One of the claims Bryan Caplan makes in The Myth of the Rational Voter is that people overwhelmingly tend to think the economy is in worse shape than it actually is. He calls this pessimistic bias.

George Will’s Newsweek column puts some fresh numbers on pessimistic bias:

“Recent polls, taken just before the announcements that third-quarter growth was a robust 3.9 percent and that 166,000 jobs were created in October, showed that up to 46 percent of Americans think the economy is in a recession.”

This is a significant, systematic intellectual error on the part of the public. We need to fix it.

As I’ve said earlier, we could blame the media for this, with all of the dire warnings and misleading headlines out there, but that would be a mistake. They’re just giving the people what they want. We humans seem to have an innate psychological predisposition towards doom and gloom. The only way I can think of to counteract pessimistic bias is with facts.

Too bad no one listens.

EVERYBODY PANIC

CNN.com has a scary homepage story today entitled Stock Selloff Deepens.

The headline is misleading. One cannot sell something without a buyer. The headline could just as easily read read “Stock Buyup Deepens,” but that would also be misleading. It should simply note that trading volume is above average today. And despite a 415 point drop, the Dow is still over 12,000, not too far from its record high.

My hunch is that the story’s ominous tone is intentional, even though it is false. A scare-prone investor would be more likely to click on the story if it forecasts impending doom than if it said, “everything’s fine, nothing to see here.”

One could take an anti-corporate stance here. CNN, after all, is trumping up a non-story and scaring people for no reason other than to boost their traffic – and their ad revenues.

Such a stance is too shallow to be correct, though. Going a level deeper, the blame here lies on the human condition itself. As a survival mechanism, people pay attention to things they perceive to be threatening, and they tend to ignore non-threats.

Add to this Say’s Law, which in simplified form, says that where there is a demand, someone will supply it. CNN sees demand for doom-and-gloom, and caters to it. A company that did not do this would go out of business. Natural selection processes would ensure that mostly doom-and-gloom news is supplied, since there is less demand for sunshine and happiness.

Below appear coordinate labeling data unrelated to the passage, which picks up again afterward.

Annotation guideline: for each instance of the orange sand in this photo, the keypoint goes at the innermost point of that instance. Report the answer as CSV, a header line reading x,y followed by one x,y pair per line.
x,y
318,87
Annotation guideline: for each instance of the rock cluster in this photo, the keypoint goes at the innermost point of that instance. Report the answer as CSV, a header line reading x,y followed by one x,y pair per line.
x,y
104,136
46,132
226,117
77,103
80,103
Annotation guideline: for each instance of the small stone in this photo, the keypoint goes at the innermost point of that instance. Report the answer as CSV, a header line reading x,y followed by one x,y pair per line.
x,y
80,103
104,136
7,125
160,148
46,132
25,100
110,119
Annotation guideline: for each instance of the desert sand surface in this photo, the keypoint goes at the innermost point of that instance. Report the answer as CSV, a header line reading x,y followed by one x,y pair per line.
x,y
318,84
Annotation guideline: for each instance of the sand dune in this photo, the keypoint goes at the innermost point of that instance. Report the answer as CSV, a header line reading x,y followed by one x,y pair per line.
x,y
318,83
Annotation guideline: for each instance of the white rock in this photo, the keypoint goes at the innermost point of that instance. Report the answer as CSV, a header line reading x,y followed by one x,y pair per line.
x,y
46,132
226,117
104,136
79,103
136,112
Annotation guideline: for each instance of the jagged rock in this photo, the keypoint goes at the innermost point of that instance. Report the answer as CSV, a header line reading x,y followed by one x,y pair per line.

The real world, which is neither all doom nor all sunshine, is given short shrift.

In other words, I’m afraid we’re doomed to lousy news coverage forever. And this is just one reason why I don’t watch cable news.

I’m sure this Human Nature + Say’s Law + Darwin framework could be applied to other areas, but I’ll save that for another time.

What Makes Someone Right or Wrong?

The Editor, New York Times
229 West 43rd St.
New York, NY 10036

To the Editor:

Much as I enjoy conservative-bashing, I was disappointed in Paul Krugman’s October 5 column, “Conservatives Are Such Jokers.” He almost reflexively assumes that people who disagree with him have checkered motives. He comes off as reluctant to argue policies on their merits, in this case the SCHIP children’s health insurance program.

Why so quick to question his opponents’ motives? SCHIP opponents have put forward arguments that are either right or wrong. Motives have nothing to do with whether those arguments are right or wrong.

SCHIP opponents don’t like the program because they don’t think it will improve childrens’ health outcomes. The disagreement is a question of means, not ends. Does anyone actually favor having sicker children?

While Mr. Krugman clearly favors expanding the SCHIP program, he doesn’t really say why. I invite him to make his case – on the merits.